Um dos precursores da zombie culture, Night of the Living Dead influenciou centenas de filmes, além de séries televisivas. O clássico está entre os melhores de todos os tempos nas mais importantes listas de grandes obras de horror. É considerado o expoente do splatter film, subgênero que tem como principal característica a violência gráfica que por meio de efeitos especiais ressalta a vulnerabilidade do corpo humano e a teatralização da mutilação.

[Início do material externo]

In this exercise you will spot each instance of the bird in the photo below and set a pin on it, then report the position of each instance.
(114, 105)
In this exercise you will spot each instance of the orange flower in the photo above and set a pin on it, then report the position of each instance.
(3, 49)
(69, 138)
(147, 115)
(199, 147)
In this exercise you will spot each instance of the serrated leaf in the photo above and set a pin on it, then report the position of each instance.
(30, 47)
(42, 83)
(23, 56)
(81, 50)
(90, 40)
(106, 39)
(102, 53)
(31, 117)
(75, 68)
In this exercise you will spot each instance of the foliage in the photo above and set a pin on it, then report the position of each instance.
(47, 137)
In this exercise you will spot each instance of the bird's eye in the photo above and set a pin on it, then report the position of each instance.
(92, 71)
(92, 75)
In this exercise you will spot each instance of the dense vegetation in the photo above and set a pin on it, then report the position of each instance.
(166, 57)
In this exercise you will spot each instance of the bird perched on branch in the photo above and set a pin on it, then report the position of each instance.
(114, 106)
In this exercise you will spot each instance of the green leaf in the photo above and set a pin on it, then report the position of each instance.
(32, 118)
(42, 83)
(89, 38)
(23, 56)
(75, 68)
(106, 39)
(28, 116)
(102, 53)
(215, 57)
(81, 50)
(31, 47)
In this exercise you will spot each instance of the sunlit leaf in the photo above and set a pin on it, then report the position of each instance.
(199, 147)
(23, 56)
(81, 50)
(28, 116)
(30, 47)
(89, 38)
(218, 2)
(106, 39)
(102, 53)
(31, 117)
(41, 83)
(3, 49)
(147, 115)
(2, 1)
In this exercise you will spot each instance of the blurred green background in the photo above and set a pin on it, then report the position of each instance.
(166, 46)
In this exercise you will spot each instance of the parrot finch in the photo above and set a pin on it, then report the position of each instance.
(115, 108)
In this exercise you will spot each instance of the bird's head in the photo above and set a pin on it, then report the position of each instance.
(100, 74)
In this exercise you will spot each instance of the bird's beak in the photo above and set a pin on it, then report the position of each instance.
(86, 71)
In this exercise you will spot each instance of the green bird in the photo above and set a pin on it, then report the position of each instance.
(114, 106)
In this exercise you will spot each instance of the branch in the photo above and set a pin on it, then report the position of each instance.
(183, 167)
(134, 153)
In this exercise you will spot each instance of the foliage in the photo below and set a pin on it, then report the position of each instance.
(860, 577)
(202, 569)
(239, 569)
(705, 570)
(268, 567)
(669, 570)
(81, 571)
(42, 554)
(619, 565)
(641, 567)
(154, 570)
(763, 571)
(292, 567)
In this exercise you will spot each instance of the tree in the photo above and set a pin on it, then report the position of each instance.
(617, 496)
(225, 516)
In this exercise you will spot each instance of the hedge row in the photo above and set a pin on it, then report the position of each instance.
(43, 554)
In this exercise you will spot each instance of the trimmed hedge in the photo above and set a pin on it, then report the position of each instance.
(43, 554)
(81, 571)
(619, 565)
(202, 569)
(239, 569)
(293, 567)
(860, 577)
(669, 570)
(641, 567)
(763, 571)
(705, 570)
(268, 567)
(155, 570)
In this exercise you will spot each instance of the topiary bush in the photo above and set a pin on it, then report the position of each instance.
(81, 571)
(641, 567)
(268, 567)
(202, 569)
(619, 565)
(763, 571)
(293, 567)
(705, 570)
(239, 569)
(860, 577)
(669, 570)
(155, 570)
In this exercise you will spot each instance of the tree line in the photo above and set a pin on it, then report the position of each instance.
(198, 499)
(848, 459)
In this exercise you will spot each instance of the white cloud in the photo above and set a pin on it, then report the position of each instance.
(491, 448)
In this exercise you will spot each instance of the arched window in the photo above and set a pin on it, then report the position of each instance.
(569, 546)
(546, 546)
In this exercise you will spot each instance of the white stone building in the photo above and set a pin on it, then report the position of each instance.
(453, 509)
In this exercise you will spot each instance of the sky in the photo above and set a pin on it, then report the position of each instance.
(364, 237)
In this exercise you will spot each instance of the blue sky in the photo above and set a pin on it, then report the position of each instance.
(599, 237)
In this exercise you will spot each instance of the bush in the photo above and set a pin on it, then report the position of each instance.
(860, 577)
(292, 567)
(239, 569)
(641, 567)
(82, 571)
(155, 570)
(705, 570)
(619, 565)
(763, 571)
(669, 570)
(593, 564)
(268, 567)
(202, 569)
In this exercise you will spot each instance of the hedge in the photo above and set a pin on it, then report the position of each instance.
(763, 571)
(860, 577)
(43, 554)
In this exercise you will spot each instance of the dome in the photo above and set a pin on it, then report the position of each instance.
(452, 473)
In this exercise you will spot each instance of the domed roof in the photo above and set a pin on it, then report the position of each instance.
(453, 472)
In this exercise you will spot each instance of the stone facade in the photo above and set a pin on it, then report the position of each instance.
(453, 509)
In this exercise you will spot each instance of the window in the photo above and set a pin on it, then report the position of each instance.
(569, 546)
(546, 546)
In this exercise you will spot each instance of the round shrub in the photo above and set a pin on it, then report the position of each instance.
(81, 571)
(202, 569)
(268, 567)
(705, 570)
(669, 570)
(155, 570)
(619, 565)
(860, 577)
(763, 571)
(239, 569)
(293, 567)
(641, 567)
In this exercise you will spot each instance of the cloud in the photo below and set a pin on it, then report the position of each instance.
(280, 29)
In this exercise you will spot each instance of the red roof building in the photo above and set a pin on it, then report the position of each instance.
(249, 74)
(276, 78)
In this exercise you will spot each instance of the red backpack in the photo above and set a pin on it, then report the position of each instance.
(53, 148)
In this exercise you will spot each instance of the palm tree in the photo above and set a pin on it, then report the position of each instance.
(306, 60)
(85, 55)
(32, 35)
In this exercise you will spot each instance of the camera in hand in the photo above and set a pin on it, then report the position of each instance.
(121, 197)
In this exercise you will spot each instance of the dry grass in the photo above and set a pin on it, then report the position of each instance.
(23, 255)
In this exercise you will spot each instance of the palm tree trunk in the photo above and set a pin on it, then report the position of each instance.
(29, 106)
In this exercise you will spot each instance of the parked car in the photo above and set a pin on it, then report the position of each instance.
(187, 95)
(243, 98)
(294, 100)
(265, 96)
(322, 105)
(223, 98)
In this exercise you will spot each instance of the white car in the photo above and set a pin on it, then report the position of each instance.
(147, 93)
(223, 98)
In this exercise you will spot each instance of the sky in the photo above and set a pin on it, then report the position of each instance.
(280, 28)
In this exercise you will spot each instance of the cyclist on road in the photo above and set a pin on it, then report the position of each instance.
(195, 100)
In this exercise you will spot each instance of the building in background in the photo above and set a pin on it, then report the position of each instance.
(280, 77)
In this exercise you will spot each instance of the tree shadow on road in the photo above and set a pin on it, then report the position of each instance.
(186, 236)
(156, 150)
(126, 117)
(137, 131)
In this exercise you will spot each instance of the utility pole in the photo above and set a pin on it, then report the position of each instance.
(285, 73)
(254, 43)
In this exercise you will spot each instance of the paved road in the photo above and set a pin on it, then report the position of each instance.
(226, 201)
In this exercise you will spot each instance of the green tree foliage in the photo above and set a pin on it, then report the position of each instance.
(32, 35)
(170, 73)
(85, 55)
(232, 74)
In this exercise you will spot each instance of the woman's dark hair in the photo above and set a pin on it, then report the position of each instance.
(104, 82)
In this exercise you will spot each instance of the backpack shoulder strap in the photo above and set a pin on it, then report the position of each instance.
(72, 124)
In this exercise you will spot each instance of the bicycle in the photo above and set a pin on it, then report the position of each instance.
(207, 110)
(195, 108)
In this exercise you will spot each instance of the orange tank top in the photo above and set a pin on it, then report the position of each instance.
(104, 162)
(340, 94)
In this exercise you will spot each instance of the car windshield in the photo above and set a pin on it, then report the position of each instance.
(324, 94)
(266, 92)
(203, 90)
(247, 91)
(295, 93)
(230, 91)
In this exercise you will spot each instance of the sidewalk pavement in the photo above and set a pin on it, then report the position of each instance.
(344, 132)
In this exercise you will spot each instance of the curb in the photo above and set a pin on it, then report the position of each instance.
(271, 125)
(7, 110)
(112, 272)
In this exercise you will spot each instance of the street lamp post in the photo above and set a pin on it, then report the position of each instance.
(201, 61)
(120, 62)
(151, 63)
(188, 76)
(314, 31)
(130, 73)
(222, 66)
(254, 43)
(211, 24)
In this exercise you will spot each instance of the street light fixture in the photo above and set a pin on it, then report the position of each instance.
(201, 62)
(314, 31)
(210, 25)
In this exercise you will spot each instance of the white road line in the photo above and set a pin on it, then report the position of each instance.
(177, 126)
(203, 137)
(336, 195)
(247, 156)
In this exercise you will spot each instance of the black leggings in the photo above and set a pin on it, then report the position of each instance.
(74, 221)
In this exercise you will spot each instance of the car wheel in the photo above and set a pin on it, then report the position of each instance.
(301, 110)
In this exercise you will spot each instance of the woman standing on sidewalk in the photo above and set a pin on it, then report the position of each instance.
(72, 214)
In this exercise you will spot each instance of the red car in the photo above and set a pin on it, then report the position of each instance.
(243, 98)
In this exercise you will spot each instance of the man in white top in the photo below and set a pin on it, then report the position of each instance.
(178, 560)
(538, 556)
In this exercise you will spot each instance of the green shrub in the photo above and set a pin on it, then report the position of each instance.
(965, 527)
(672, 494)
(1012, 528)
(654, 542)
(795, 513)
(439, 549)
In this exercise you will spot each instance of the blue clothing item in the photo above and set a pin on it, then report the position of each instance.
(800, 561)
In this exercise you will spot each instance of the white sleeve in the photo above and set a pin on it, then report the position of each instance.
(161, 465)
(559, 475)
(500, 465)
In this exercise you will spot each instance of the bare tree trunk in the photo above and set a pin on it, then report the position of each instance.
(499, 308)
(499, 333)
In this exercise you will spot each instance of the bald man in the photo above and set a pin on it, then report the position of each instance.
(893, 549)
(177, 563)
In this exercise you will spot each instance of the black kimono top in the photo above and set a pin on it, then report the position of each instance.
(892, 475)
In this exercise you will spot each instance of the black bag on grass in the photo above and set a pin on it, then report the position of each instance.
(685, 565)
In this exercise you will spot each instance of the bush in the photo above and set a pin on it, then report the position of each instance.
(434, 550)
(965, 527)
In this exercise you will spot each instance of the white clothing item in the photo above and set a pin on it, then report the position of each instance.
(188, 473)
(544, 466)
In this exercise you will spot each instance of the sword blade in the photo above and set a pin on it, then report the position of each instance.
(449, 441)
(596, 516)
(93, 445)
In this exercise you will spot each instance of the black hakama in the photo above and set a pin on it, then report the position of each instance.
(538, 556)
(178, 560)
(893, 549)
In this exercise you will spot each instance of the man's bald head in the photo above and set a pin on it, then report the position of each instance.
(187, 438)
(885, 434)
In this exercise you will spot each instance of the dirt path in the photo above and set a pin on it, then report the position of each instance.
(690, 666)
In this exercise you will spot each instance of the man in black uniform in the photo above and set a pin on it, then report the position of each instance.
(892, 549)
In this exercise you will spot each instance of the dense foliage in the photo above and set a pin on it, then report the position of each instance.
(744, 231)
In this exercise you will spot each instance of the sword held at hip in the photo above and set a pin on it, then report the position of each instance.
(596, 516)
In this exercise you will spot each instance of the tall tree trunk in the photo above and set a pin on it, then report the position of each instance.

Embora não se enquadre tanto como splatter film quanto Dawn of the Dead, lançado por Romero em 1978, Night of the Living Dead é um marco e serviu de base para os subgêneros exploitation e slasher. O primeiro diz respeito aos filmes de apelo visual e baixo orçamento. O segundo se refere as obras ao melhor estilo “serial killer à solta”, como os sucessos Halloween, de John Carpenter; Friday The 13th, de Sean S. Cunningham; e Nightmare on Elm Street, de Wes Craven.

Até hoje, Night of the Living Dead surpreende pelo custo de produção de U$ 114 mil, o que garantiu um lucro de U$ 30 milhões em todo o mundo. Em seu livro, Planks of Reason – Essays on the Horror Film, de 2004, o pesquisador estadunidense Barry Keith Grant, define o clássico de Romero como um divisor que transformou o cinema independente norte-americano e apresentou uma fórmula de sucesso aos muitos cineastas que enveredaram pelo horror nos anos 1970 e 1980.